Popular past theme camps include:

- Gypsy Bar
- Camp SCIENCE!
- Bacon Camp
- Camp Chocolypse Now!
- The Pallet Bar
- The Intergalactic House of Pancakes (IHoP)
- The Dirty Southern Burners,
- Cape Sphere
- Litt Valhalla
- Garden of Hedons
- The Philosopherz Stone
- Radical Faeries
- The Visible Trash Society
- The Philadelphia Experiment (PEX),
- Baron Samedi's VIP Lounge and Ball Pit
- Willy Wonka's
- Big Puffy Yellow,
- Camp Crayola
- Kasa de la Kozee
- Temple of Boom
- Dogs on Papasans
- Elders Camp
- Green Man Camp
- Local Fauna
- Flag Camp
- Pretty Titty Bang Bang
- Queer Ass Folk
- Bubble Camp
- Party Liberation Front (PLF)
- Camp Contact.
- Mustacheville
- The Fire Triangle
- Arcana
- Percussion Junction
- D.A.M.M. Camp
- You Are Beautiful

== Ethics ==
Several themes and/or ethics are encouraged during the event, based on the ten principles of Burning Man. These include:

- Leave No Trace (or LNT) - everyone is expected to be responsible for any matter that they bring to the event. There are no public trash cans.
- Gift Economy - no sale or barter is allowed at the event. Participants are asked to bring what they can and gift as they are able.
- Radical Inclusion - everyone is welcome to be a part of the event.
- Radical Self-Reliance - do what needs to be done and do not be a burden to others. Ensure that you bring enough to sustain yourself throughout the event.
- Radical Self-Expression - be yourself, however you wish. Allow others to do the same.
- Communal Effort - work together to make the best possible.
- Civic Responsibility - every citizen bears a responsibility to contribute to the community as a whole.
- Participation - no one attending is an observer; no spectators.
- Immediacy - participants are to become part of the event and explore their inner selves in relation to the event and surroundings
- Decommodification - rejection of corporate advertising, branding and sales of any kind.

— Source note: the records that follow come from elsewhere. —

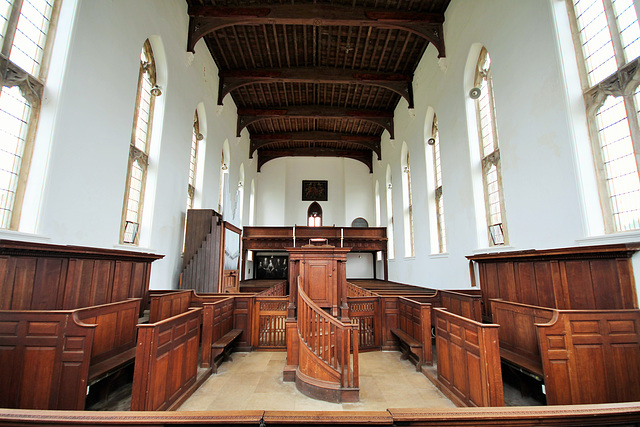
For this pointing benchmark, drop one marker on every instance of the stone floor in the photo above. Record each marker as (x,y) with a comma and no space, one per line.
(254,381)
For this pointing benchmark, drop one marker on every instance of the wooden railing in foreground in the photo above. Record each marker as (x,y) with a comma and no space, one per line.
(623,414)
(365,312)
(166,367)
(469,370)
(325,352)
(270,313)
(217,320)
(277,290)
(48,357)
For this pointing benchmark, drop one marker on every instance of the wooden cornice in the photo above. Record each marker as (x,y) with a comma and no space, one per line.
(246,116)
(396,82)
(365,157)
(207,19)
(365,141)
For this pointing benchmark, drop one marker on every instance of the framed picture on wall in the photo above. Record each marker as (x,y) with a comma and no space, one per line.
(314,191)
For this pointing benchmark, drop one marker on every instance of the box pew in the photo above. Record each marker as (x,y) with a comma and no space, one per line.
(468,360)
(166,369)
(518,333)
(49,357)
(584,356)
(166,305)
(591,356)
(412,329)
(218,332)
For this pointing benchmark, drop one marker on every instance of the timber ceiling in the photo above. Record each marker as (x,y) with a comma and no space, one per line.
(319,78)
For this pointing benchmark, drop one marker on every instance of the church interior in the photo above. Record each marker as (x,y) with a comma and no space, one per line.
(345,191)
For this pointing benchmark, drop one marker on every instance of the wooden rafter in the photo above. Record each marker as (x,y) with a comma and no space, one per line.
(204,20)
(396,82)
(246,116)
(365,141)
(365,157)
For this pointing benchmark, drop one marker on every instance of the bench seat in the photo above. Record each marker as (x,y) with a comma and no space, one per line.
(411,347)
(221,349)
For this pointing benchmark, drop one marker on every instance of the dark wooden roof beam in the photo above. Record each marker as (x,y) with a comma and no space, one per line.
(247,116)
(365,157)
(365,141)
(396,82)
(204,20)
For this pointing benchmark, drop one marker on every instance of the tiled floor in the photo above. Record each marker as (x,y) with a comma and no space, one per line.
(254,381)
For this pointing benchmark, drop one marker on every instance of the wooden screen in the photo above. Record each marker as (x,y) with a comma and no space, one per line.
(166,361)
(44,360)
(468,360)
(269,317)
(365,312)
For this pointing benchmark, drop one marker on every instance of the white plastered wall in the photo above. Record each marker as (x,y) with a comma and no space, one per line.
(88,137)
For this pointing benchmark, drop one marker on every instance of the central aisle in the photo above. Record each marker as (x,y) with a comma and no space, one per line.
(254,381)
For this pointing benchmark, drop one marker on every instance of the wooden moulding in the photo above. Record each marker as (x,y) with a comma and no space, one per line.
(166,369)
(570,415)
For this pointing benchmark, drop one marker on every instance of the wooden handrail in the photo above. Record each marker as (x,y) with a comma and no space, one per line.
(329,339)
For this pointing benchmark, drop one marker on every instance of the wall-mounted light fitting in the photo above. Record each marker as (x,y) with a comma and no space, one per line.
(475,93)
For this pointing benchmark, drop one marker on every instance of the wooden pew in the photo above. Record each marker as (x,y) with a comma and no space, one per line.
(468,360)
(584,356)
(413,331)
(47,358)
(166,370)
(591,356)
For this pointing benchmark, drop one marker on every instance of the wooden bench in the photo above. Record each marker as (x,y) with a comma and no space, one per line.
(221,349)
(411,346)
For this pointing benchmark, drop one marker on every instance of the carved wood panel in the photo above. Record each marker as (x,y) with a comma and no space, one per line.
(591,356)
(468,360)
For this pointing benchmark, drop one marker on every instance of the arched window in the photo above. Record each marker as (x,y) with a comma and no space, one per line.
(432,148)
(139,147)
(407,202)
(489,151)
(609,47)
(314,215)
(252,203)
(25,38)
(224,175)
(390,240)
(196,137)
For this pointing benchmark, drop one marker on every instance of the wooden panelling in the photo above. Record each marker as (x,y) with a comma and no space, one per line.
(51,277)
(579,278)
(269,331)
(44,359)
(166,361)
(468,360)
(414,318)
(591,356)
(518,333)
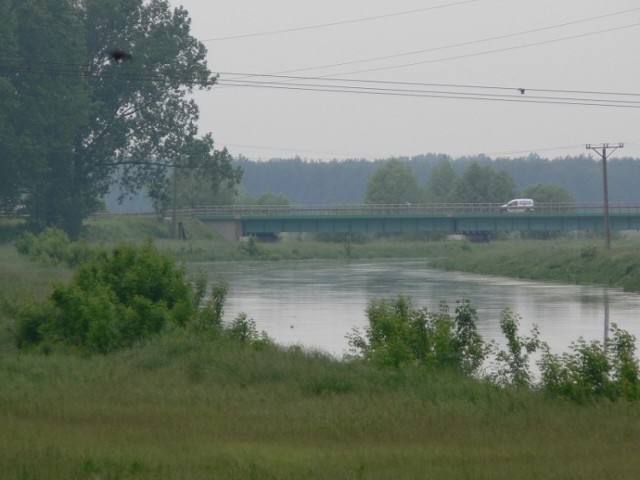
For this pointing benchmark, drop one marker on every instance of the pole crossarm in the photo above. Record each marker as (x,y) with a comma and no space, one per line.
(605,182)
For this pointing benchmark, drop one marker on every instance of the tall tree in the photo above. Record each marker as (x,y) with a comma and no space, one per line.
(548,193)
(484,184)
(441,183)
(102,90)
(392,183)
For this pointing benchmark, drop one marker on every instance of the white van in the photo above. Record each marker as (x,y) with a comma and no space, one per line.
(518,205)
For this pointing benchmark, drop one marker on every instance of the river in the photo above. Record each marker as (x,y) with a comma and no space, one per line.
(315,304)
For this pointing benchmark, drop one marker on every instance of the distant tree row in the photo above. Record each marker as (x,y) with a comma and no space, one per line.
(395,183)
(307,182)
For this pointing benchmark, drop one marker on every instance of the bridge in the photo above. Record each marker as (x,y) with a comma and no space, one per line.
(482,219)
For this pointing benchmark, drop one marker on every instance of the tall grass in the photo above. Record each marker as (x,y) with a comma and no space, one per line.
(568,261)
(187,406)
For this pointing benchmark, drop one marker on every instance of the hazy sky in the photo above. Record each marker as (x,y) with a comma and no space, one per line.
(411,57)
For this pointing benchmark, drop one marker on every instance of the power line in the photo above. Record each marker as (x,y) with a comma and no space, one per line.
(243,75)
(462,44)
(342,22)
(487,52)
(434,94)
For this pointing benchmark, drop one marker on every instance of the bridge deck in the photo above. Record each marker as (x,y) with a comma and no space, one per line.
(448,218)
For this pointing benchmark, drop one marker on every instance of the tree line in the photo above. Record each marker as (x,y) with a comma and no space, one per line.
(308,182)
(95,95)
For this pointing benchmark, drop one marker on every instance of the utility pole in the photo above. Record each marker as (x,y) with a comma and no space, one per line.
(604,147)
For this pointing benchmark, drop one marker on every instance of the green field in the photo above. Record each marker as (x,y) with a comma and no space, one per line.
(188,405)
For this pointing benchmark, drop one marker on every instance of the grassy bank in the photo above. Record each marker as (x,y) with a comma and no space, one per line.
(185,406)
(565,261)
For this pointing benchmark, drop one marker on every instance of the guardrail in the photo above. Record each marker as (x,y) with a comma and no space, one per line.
(417,209)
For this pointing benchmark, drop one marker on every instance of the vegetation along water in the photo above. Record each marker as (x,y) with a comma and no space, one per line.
(174,393)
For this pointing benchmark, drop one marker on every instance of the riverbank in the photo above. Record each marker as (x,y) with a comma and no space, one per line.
(573,261)
(188,405)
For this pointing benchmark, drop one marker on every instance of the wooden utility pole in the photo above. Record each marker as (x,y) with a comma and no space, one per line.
(604,147)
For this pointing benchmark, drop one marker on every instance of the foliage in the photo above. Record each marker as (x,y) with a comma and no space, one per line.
(79,118)
(548,193)
(594,370)
(265,198)
(440,187)
(54,246)
(209,316)
(484,184)
(112,301)
(399,334)
(392,183)
(252,247)
(513,368)
(243,330)
(308,182)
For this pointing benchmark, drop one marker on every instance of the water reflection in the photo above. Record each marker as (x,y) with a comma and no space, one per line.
(317,303)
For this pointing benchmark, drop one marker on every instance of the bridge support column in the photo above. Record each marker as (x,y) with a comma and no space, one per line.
(229,229)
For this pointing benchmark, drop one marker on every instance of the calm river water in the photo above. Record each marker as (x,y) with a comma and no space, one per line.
(317,303)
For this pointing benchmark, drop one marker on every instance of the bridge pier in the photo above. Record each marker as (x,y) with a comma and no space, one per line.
(230,230)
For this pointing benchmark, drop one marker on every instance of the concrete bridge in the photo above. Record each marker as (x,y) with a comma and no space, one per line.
(234,222)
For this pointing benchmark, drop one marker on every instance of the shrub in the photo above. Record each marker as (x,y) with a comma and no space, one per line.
(594,370)
(243,330)
(398,334)
(54,246)
(113,300)
(513,363)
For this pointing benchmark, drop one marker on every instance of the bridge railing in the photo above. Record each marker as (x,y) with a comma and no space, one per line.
(444,209)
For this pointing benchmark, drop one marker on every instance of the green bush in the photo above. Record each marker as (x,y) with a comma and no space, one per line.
(513,368)
(54,246)
(399,334)
(243,330)
(113,300)
(594,370)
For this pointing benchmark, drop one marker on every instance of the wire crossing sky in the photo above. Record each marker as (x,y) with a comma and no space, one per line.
(373,79)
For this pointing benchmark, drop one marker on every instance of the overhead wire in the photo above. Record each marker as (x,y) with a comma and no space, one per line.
(435,94)
(462,44)
(340,22)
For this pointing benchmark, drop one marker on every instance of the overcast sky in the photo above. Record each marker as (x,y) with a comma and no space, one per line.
(409,56)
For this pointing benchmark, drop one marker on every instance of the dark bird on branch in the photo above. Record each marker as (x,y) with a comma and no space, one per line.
(119,55)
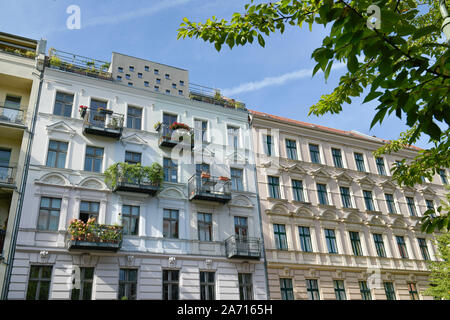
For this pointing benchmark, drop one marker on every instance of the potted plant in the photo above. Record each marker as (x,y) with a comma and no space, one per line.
(83,110)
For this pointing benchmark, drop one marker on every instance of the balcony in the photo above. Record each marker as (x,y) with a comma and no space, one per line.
(11,116)
(205,187)
(134,177)
(7,175)
(103,123)
(74,63)
(172,135)
(96,237)
(213,96)
(243,248)
(2,240)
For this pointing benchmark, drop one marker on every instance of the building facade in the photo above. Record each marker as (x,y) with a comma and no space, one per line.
(21,63)
(335,224)
(99,144)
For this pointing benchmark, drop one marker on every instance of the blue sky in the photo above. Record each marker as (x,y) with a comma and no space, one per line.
(275,79)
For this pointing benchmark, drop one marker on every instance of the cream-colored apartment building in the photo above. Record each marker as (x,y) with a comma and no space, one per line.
(335,224)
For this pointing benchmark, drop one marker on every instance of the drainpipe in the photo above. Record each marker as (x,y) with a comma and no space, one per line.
(263,249)
(446,24)
(12,247)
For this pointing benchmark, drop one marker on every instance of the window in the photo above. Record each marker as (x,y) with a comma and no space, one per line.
(322,193)
(93,160)
(339,290)
(359,159)
(268,145)
(365,291)
(380,166)
(314,153)
(133,157)
(379,245)
(245,286)
(297,189)
(128,284)
(57,152)
(390,203)
(345,197)
(170,224)
(412,288)
(443,176)
(389,290)
(233,137)
(200,130)
(39,282)
(312,289)
(240,227)
(291,149)
(170,170)
(204,223)
(423,248)
(274,187)
(207,285)
(305,239)
(279,231)
(330,239)
(368,200)
(130,219)
(411,206)
(356,243)
(402,247)
(170,284)
(88,210)
(49,214)
(237,179)
(63,104)
(287,292)
(337,157)
(84,292)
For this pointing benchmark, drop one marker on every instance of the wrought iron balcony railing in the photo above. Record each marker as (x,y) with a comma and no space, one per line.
(7,175)
(243,247)
(205,187)
(103,122)
(11,115)
(98,237)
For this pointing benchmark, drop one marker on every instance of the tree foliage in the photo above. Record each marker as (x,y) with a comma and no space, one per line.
(402,66)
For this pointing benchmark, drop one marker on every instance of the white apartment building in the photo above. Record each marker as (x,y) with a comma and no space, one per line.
(335,224)
(196,235)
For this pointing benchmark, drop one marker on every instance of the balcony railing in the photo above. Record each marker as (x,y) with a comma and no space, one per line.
(11,115)
(169,137)
(7,175)
(2,240)
(243,247)
(99,237)
(103,122)
(213,96)
(74,63)
(205,187)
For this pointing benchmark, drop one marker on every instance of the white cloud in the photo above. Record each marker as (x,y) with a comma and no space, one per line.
(274,81)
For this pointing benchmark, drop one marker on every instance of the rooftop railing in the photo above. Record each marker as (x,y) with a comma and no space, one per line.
(78,64)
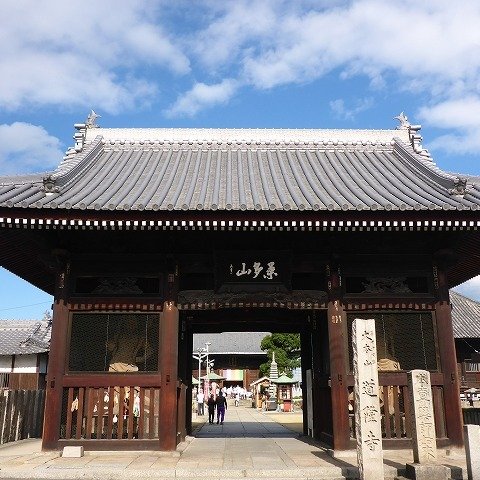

== Transformus' status as an Official Burning Man Regional Event ==
Source:

Transformus was founded in 2004 as an art, music and spiritually-focused counterculture festival, independent from Burning Man. In 2005, prior to the second event, Transformus became The Southeast Regional Burn, an official Burning Man regional. In June 2008, Burning Man's regional committee revoked Transformus' status as an official Burning Man event. In a letter to the Transformus community, Burning Man cited lack of civic responsibility and transparency as the reasons. In 2009 Transformus was invited by Burning Man to reapply for official event status but initially chose to remain independent. In early 2010, Transformus was reinstated as an official Burning Man regional event and is a sanctioned regional burn regularly participating in the global Burning Man community.